2. Ils vivoient en commun, lors qu’ils se trouvoient ensemble, apportans leurs pesches & chasses, pour estre également parties entr’eux, & auparavant que de manger le plus ancien d’entr’eux disoit en sa langue le Benedicite, faisant le signe de la Croix, sur soy & sur les viandes presentes, tous ostoient leur chappeau, & faisoient le signe de la Croix sur eux, lors que celuy qui benissoit la faisoit, & pas un ne touchoit aux viandes, qu’elles ne fussent benistes. En mangeant ils ne contoient chose de risee ou mauvaise comme ont coustume de faire les Tapinambos, mais le plus ancien recitoit quelque chose de Dieu, & de la Religion.

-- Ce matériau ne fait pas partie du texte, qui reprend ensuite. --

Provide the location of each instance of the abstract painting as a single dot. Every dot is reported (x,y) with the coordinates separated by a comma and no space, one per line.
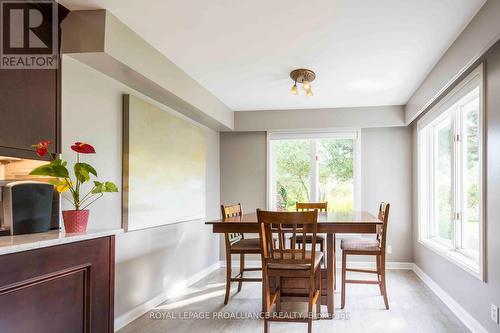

3. Ils n’alloient aucunement aux Caouïns & assemblees, selon la coustume des Tapinambos : c’estoit un des points principaux que Martin François gravoit dans le cœur de ceux qu’il convertissoit, a sçavoir, que les Caouïns estoient inventez par Giropary, pour semer discorde entre ces Barbares, & pour provoquer ceux qui s’y trouvoient à toute sorte de mal, qu’il estoit impossible que ceux qui aymoient les Caouïns aymassent Dieu, c’est pourquoy, disoit-il, quand je m’apperçoy que quelques-uns de mes semblables se retirent des Caouïnages, je prens augure qu’ils seront bien tost Chrestiens, & je les vay trouver : mais ceux que je voy aymer ce sabat, je n’ay courage de m’adresser à eux. Ce qu’il dit est veritable, car c’est un spectacle assez hideux de voir ces gens en telles assemblees, & semble plustost un sabat de Sorciers, qu’une assemblee d’hommes. Je m’y suis trouvé une seule fois seulement pour en sçavoir parler, & jamais depuis je n’y voulu retourner. Je voyois d’un costé les uns couchez dans leur lict, vomissans à grande force les autres faisans des demarches, ayant perdu le jugement à cause du vin, d’autres qui huoient, d’autres qui faisoient mille grimaces, d’autres qui dansoient au son du Maraca, d’autres qui chantoient avec confusion de voix & de ton, d’autres qui beuvoient de grand courage, & petunoient pour se rendre bien tost yvres, & le pis que je trouvois en cela, c’estoit que les filles & les femmes y estoient pesle-mesle, me persuadant qu’il est bien difficile que Bacchus soit sans Venus : Et à la mienne volonté que les François facent en ce point, ce que les Portugais ont faict, qu’ils deffendent aux Sauvages tous ces Caouïnages : les Portugais ont recogneu depuis le temps qu’ils sont habituez aux Indes, qu’un des plus grands empeschemens de venir au Christianisme, ce sont ces assemblees diaboliques, desquelles aussi procedent presque toutes les discordes & vilennies qui sont entre ces Sauvages.

4. Ces nouveaux Chrestiens vont vestus le mieux qu’ils peuvent, & marchent de compagnie ensemble, ne portans ny flesches, ny arcs, sinon lors qu’ils vont à la chasse, ou à la pesche, ains se contentent de porter un baston d’une sorte d’Ebene noire ou rouge, tellement qu’il est aisé de les distinguer d’avec les autres. Et quant ils vont par les villages de leur contree, s’il se trouve un Chrestien au village où ils abordent, ils se retirent chez luy, & se contentent de ce qu’il a faict provision, vivans sobrement, comme il est bien seant & convenable aux Chrestiens.